When it comes to retirement, besides the myriad of things you know you need to plan for financially, don’t ignore creating a very important VISION of your future that may help you to look forward to retiring rather than be concerned over it!
A good way to start is to make a list of 5 to 10 things you want to DO or ACHIEVE in retirement. Some parents teach their children to MAKE A LIST and then cross off the things they accomplish. It almost seems too simple of a task to be of the great value that it is. Making lists are a great way to organize your information and prioritize. They provide a simple structure and are easy to read and write.
Every goal or dream you have can be broken down into steps. And as you follow each step you will begin to see your goal come to fruition, and it is so pleasing to enjoy the anticipated end result. It’s good to make a list because some things do take planning ahead of time, especially when it comes to retirement.
We read that when you make a list (like for groceries as an example) with bulleted or numbered points, even if you forget to bring the list with you, it is easier to recall what was on the list because you can think back to the location of the words on the paper. Lists can appeal to our general tendency to categorize things, and then we can process information more easily.*
We encourage you to stop for a minute from your usual daily schedule, and make this list with a real pen and paper, (or an electronic version) of a few things you would like to do or achieve when you retire. As the saying goes, “Put it Down in Ink.” Writing it down makes your goals easier to visualize. Then begin a sub-list under each goal for the first step you would need to take in order to reach this goal. You may be magically surprised at what you write down! You may have some subconscious ideas that you didn’t even know you had.
If you are not comfortable making a list, then at least imagine it.
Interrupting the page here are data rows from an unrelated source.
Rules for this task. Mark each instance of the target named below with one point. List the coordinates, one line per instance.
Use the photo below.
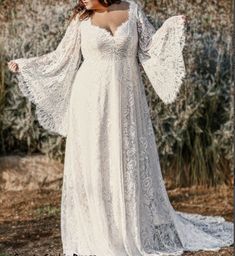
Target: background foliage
(194, 134)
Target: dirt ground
(30, 220)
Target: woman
(114, 202)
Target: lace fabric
(161, 54)
(114, 201)
(47, 80)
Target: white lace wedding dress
(114, 202)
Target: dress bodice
(98, 43)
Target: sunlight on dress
(114, 201)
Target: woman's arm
(160, 53)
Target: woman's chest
(98, 40)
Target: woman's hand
(13, 66)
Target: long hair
(80, 9)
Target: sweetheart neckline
(113, 35)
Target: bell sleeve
(160, 54)
(47, 80)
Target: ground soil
(30, 220)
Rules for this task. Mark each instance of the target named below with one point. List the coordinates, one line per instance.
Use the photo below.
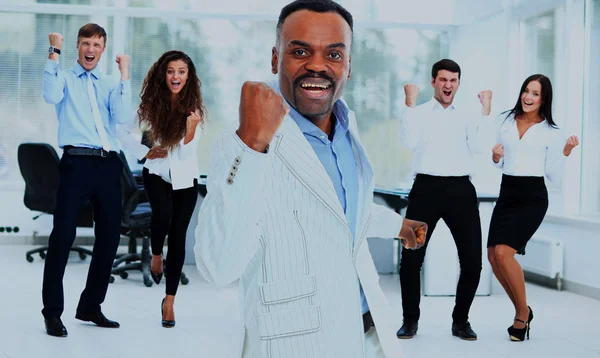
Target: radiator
(543, 260)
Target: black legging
(171, 214)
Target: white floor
(565, 324)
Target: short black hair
(320, 6)
(444, 64)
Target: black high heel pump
(165, 322)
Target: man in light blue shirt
(88, 106)
(337, 157)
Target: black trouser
(171, 214)
(454, 200)
(84, 178)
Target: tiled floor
(565, 325)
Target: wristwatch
(54, 50)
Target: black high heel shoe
(156, 277)
(165, 322)
(518, 334)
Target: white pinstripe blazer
(274, 222)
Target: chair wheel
(147, 282)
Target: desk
(441, 268)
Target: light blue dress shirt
(337, 157)
(67, 90)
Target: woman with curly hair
(171, 108)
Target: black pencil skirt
(519, 212)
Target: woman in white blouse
(171, 109)
(530, 146)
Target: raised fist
(411, 91)
(497, 153)
(485, 97)
(261, 113)
(572, 142)
(123, 62)
(193, 119)
(55, 39)
(413, 234)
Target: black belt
(428, 176)
(368, 321)
(87, 151)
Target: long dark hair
(167, 123)
(545, 109)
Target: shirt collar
(340, 110)
(79, 70)
(436, 106)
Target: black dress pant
(171, 214)
(84, 178)
(454, 200)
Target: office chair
(135, 222)
(38, 163)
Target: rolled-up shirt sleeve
(120, 102)
(54, 83)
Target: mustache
(314, 75)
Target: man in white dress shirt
(290, 204)
(443, 140)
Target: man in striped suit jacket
(290, 204)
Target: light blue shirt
(337, 157)
(67, 91)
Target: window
(24, 115)
(226, 51)
(590, 183)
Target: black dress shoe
(54, 327)
(98, 318)
(165, 322)
(408, 329)
(463, 330)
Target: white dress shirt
(443, 140)
(179, 167)
(537, 153)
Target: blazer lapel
(365, 183)
(297, 154)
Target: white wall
(484, 45)
(481, 51)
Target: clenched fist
(485, 97)
(411, 91)
(261, 112)
(572, 142)
(497, 153)
(412, 234)
(123, 62)
(157, 152)
(56, 39)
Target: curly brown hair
(166, 122)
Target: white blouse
(539, 152)
(179, 167)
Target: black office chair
(38, 163)
(135, 222)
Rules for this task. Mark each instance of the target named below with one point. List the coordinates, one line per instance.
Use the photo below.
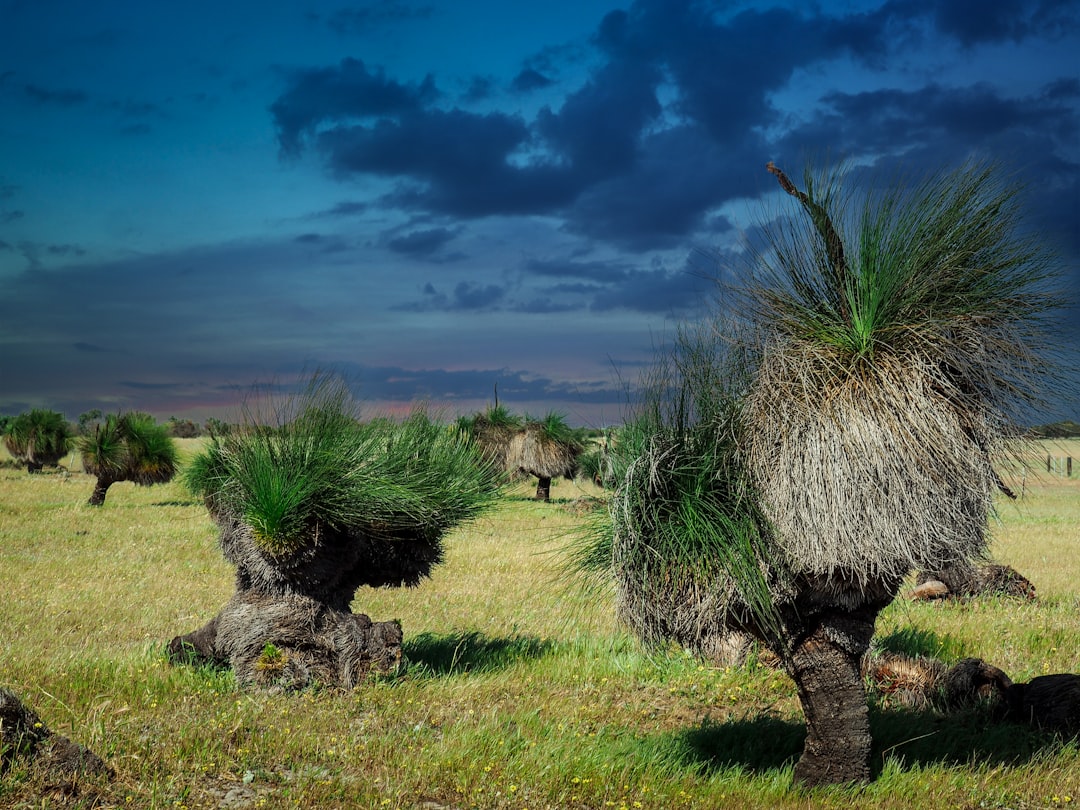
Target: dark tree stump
(1049, 702)
(23, 733)
(971, 579)
(825, 665)
(289, 625)
(289, 642)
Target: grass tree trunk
(543, 488)
(100, 488)
(288, 624)
(825, 666)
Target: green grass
(522, 691)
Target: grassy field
(522, 691)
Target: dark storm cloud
(450, 162)
(975, 22)
(341, 93)
(656, 291)
(599, 271)
(61, 97)
(422, 243)
(529, 80)
(620, 165)
(609, 159)
(403, 385)
(362, 21)
(466, 297)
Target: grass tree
(38, 437)
(131, 446)
(312, 504)
(545, 448)
(493, 432)
(783, 485)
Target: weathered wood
(24, 734)
(289, 642)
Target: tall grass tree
(312, 504)
(130, 446)
(886, 345)
(38, 437)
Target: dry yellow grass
(523, 692)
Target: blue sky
(440, 198)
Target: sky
(446, 201)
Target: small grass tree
(38, 437)
(493, 431)
(312, 504)
(131, 446)
(783, 485)
(545, 448)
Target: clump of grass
(38, 437)
(687, 541)
(129, 446)
(321, 466)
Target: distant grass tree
(545, 448)
(38, 437)
(313, 503)
(131, 446)
(785, 483)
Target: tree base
(291, 642)
(826, 669)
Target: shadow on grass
(908, 739)
(454, 653)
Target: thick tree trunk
(291, 642)
(289, 624)
(543, 489)
(100, 487)
(825, 666)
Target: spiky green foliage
(687, 541)
(846, 431)
(898, 332)
(321, 467)
(39, 437)
(131, 446)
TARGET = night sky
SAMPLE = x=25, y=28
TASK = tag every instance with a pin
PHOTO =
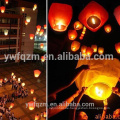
x=60, y=72
x=41, y=19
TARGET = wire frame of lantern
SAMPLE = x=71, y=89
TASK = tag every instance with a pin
x=6, y=1
x=5, y=32
x=72, y=34
x=107, y=28
x=60, y=16
x=100, y=50
x=28, y=19
x=78, y=25
x=117, y=47
x=94, y=47
x=37, y=73
x=2, y=9
x=23, y=9
x=75, y=46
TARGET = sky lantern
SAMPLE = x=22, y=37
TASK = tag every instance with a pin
x=2, y=8
x=31, y=36
x=89, y=51
x=5, y=32
x=41, y=45
x=42, y=58
x=31, y=105
x=94, y=47
x=93, y=16
x=72, y=34
x=59, y=16
x=78, y=25
x=41, y=32
x=99, y=79
x=75, y=46
x=26, y=23
x=23, y=9
x=37, y=73
x=117, y=47
x=100, y=50
x=107, y=28
x=117, y=14
x=11, y=105
x=6, y=1
x=28, y=19
x=38, y=27
x=45, y=26
x=32, y=91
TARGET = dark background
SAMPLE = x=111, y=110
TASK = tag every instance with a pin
x=61, y=72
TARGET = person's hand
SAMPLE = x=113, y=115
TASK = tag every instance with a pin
x=105, y=102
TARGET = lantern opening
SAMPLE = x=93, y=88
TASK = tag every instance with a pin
x=93, y=22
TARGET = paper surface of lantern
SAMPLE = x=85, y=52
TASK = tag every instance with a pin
x=107, y=28
x=102, y=76
x=89, y=51
x=72, y=34
x=23, y=9
x=28, y=19
x=6, y=1
x=5, y=32
x=75, y=46
x=100, y=50
x=94, y=47
x=117, y=47
x=37, y=73
x=117, y=14
x=41, y=45
x=93, y=16
x=38, y=27
x=59, y=16
x=31, y=105
x=32, y=91
x=45, y=26
x=2, y=8
x=31, y=36
x=78, y=25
We heard a story about a retired gentleman, who was asked if he missed working now that he was retired. We really liked his answer, “I don’t have time to go to work! I don’t know how I got anything done before retirement!” In this case, he didn’t have an official “bucket list,” but his motto and attitude (posted on his refrigerator) created his own bucket list without even being aware—to help everyone he could, and to be cheerful and happy with life … and he enjoyed every minute of his retired life! And every day he made a list of things he needed to do that day whether written or in his mind, including such things as helping a neighbor with a project, picking up something at the store for one of the widows on his street, visiting a sick friend, giving a ride to grandchildren to and from school or other appointments, counseling boy scouts, and a myriad of projects at home! The best thing about retirement for him was that he had time to do what he always wanted without worrying about a clock or a boss!
Remember, “If you can dream it, you can do it!”
Retirement is more than just saving money and finances, but in having dreams and goals in your life. Everyone has different things they would really like to do. Now is your chance to plan for them!